People rated cats as having a more positive emotional state when shown indoors rather than outdoors, even those who believe cats should roam freely outside, a new study found.
The study also found that other contextual factors, such as the color of cats' coats and a person's own emotional state, impacted human perception of cat emotion.
"Our research shows that even subtle environmental cues can shape how people interpret cat emotions," said Monique Udell, a professor at Oregon State University and lead author of the study. "Understanding these perceptions is important to human-cat interactions and the welfare of cats."
The study, published in Anthrozoös, provides compelling evidence that human perception of cat emotion can be directly influenced by context. The finding mirrors a recent study with dogs that demonstrated that context significantly influences how people interpret dog emotions.
For the cat study, the researchers showed images of 12 individual cats with AI-generated backgrounds of indoor and outdoor settings to 665 participants. Participants varied in age, but 63% were in the 25-34 range and 71% identified as female.
Fifty-eight percent of the participants believed cats should not be allowed to roam freely outdoors and 42% said they should be able to go outdoors freely. Sixty-nine percent had owned a cat and 31% had never owned a cat.
Each participant saw 24 cat images and was asked to rate the cat's emotional state and their own emotional response to the image.
Findings included:
- Indoor backgrounds led to higher ratings of positive emotion in cats.
- Outdoor settings were associated with higher arousal in cats.
- Participants who believe cats should be allowed outdoors and those that believe they should not be allowed outdoors both perceived cats as having higher positive emotions when pictured indoors.

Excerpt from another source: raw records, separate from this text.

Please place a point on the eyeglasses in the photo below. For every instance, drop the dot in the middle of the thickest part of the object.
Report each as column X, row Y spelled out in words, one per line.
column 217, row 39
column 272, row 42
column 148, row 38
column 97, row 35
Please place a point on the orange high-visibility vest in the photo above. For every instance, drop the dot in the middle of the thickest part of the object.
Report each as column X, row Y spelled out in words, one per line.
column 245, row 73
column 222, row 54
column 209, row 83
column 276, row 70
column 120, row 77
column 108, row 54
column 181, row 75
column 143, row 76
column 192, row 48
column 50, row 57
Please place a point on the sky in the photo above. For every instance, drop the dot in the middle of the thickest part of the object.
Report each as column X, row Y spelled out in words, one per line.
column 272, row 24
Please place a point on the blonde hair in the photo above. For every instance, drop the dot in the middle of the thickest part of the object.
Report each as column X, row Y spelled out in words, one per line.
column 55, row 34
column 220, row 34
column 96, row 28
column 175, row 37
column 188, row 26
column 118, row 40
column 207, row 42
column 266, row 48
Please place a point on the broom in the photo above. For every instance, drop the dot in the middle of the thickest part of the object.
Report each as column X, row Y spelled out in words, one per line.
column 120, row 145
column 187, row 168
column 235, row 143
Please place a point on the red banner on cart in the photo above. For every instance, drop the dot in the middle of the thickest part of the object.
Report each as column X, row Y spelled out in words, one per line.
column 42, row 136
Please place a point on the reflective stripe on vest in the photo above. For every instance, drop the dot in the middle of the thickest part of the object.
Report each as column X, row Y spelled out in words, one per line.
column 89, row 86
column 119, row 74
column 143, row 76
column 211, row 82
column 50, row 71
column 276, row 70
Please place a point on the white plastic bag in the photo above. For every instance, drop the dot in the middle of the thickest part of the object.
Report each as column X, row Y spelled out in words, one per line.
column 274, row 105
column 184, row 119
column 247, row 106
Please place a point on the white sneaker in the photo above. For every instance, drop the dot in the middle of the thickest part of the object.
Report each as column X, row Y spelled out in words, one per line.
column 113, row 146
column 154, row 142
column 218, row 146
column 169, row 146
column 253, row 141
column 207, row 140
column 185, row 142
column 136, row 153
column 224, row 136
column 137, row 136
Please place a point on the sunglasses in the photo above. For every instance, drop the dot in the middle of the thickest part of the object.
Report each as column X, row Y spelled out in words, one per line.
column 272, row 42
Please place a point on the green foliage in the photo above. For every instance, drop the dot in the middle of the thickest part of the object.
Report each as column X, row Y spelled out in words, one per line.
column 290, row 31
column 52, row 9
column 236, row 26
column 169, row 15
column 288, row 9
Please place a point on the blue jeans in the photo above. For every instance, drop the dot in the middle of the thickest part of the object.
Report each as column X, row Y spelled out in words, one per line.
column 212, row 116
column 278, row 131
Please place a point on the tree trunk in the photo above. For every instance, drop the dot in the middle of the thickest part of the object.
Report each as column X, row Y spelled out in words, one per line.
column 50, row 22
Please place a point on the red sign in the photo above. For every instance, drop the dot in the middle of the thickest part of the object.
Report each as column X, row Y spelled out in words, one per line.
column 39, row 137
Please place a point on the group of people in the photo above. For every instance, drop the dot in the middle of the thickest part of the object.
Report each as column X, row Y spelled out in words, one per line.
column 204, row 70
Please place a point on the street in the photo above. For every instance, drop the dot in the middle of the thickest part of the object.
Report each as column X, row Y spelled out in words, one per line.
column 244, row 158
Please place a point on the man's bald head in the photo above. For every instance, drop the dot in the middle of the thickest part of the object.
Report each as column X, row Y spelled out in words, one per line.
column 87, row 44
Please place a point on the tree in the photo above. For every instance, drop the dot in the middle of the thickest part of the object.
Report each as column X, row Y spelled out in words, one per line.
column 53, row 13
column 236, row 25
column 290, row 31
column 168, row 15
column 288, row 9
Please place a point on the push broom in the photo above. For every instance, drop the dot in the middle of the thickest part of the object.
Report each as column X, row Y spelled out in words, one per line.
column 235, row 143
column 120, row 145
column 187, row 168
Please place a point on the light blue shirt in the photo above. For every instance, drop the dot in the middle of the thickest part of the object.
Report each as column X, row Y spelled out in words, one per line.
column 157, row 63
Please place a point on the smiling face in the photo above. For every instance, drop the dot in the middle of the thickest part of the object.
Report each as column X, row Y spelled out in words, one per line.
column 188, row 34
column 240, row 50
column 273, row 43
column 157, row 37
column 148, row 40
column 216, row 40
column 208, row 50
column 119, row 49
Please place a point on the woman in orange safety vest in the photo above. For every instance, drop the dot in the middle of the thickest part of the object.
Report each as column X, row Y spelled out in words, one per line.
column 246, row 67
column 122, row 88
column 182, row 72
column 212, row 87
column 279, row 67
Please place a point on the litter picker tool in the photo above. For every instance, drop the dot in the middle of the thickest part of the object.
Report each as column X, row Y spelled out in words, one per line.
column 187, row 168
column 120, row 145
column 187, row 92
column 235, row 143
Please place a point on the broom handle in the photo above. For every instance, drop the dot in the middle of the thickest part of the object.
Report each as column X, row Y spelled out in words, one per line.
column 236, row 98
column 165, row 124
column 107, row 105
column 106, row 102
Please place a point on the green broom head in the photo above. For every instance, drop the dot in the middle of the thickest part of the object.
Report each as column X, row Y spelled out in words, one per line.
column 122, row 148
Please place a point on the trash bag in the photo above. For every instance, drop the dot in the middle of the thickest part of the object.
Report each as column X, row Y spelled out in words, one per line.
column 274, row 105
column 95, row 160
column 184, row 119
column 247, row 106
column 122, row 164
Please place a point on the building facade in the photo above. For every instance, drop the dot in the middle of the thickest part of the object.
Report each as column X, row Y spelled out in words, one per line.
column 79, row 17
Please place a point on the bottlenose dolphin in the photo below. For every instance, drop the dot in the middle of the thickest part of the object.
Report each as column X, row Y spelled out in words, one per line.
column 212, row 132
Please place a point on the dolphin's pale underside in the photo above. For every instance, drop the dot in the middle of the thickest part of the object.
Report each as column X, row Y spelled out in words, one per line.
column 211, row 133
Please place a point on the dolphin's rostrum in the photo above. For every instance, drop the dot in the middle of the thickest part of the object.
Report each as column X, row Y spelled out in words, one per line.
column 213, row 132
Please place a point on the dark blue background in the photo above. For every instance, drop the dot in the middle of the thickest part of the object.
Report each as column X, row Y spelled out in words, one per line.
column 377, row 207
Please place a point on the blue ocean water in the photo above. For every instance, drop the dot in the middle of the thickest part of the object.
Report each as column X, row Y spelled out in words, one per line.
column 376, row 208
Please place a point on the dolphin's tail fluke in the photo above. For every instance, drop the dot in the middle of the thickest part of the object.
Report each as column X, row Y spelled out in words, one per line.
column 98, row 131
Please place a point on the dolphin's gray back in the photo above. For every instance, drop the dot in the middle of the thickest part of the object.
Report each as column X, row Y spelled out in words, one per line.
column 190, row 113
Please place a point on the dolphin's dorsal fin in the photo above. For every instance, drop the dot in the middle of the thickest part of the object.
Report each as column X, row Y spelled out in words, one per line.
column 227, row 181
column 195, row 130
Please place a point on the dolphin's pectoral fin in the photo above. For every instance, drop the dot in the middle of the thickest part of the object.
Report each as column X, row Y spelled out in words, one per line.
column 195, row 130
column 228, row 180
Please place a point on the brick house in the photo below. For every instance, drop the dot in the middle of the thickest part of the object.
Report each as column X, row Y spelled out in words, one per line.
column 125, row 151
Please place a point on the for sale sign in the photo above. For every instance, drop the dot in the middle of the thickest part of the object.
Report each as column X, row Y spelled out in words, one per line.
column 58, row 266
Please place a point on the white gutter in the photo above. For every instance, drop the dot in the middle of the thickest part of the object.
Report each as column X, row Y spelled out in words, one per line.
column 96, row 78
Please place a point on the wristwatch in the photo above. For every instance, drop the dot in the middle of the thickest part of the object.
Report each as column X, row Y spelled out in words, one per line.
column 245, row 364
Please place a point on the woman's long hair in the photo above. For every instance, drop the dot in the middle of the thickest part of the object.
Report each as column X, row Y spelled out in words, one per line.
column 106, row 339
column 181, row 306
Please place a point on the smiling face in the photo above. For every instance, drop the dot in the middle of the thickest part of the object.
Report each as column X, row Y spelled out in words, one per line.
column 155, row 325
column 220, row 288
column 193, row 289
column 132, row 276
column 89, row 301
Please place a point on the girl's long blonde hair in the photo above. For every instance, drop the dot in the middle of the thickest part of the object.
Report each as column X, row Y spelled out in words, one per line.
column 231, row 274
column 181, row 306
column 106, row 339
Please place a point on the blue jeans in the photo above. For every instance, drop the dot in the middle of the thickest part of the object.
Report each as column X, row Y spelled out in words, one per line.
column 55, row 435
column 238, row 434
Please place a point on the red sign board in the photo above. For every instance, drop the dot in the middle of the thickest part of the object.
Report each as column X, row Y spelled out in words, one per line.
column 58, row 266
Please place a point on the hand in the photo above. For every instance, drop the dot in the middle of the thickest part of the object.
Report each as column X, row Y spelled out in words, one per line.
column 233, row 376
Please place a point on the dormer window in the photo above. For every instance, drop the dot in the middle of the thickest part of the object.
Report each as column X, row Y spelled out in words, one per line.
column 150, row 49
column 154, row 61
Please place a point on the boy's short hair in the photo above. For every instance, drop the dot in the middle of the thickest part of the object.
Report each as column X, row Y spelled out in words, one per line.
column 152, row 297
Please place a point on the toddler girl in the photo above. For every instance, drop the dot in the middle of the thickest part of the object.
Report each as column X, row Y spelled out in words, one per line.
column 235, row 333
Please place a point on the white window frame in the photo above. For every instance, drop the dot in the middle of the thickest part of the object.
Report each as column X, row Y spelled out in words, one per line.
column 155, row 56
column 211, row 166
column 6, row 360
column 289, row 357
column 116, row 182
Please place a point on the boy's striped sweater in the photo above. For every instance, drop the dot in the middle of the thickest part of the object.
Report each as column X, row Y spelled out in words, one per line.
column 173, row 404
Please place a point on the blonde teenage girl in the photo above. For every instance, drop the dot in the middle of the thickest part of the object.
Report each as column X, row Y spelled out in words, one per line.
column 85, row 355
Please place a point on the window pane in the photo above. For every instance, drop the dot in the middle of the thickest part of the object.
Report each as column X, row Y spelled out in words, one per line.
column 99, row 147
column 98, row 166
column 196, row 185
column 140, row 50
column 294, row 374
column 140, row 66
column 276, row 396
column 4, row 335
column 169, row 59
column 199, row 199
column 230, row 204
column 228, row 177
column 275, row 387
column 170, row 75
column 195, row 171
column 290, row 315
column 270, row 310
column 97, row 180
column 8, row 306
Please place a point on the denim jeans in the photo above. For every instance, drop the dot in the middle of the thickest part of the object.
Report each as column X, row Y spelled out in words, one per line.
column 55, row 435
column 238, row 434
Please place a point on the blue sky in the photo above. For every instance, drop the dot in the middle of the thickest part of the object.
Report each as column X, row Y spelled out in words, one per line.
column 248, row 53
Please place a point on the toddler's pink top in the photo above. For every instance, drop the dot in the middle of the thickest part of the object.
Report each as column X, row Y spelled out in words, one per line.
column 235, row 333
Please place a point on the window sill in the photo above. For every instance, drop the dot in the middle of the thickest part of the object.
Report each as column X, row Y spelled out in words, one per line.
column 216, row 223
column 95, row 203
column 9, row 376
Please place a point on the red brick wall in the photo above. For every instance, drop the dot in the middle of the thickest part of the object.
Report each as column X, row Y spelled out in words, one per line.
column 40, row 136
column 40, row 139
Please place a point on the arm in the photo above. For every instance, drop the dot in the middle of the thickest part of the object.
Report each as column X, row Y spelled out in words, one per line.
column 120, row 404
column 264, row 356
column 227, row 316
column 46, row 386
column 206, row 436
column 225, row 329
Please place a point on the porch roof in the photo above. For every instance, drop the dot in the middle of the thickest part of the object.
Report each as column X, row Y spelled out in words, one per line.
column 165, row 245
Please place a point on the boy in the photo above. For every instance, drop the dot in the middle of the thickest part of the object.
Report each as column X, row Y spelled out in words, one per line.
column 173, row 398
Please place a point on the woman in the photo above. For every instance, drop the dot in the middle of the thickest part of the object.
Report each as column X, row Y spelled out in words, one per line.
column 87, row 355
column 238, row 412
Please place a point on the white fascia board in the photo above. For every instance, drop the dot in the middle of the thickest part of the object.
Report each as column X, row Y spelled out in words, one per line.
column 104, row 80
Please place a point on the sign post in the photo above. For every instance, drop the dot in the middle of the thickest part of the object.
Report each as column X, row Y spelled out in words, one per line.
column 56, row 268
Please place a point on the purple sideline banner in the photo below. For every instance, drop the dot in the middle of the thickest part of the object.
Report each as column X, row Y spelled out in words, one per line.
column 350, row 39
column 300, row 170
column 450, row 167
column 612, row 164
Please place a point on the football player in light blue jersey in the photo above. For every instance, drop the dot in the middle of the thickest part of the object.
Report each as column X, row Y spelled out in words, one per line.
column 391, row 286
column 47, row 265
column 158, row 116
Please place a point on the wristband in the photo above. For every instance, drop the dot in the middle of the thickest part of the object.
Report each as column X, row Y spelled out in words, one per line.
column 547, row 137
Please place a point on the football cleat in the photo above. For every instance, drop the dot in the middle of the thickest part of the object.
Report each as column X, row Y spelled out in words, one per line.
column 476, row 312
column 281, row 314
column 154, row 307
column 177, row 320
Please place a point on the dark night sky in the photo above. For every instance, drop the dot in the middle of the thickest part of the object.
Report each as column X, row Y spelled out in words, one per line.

- Participants' own emotional state strongly correlated with how they rated the cat's emotion. For example, individuals who reported feeling positive emotions when viewing an image of a particular cat also reported believing that the same cat was experiencing positive emotions when viewing that same image at another time.
- Participants reported believing that black cats represented in the images were experiencing more positive emotions overall than tabby or orange cats, challenging long-held stereotypes
The study's insights have important implications for animal welfare, the researchers said, because human beliefs about cat emotions and well-being can influence the management and care of cats.
"At the end of the day, our perceptions about what cats are communicating to us influence how we care for them," said Udell, director of the Human-Animal Interaction Lab at Oregon State. "Challenges associated with interpreting and managing cat behavior within homes can lead to frustration, missed health problems, and is a leading cause of cats ending up in shelters. Consequently, how humans perceive the needs, behavior and emotional state of cats is critically important to cat welfare and human-cat relationships."
The research could be used for educational training to help cat owners interpret and respond to their cats' behavioral cues or emotional state more accurately and to better inform how to represent animals in images. For example, an image of an adoptable cat pictured on an indoor background could result in more positive emotions and higher likelihood of adoption compared to an image of the same cat taken outdoors.
Co-authors of the paper are Amanda Puitiza, S. Darling and Delaney Frank of Oregon State's Department of Animal and Rangeland Sciences in the College of Agricultural Sciences; Holly Molinaro, Arizona State University; and Kristyn Vitale, Unity Environmental University.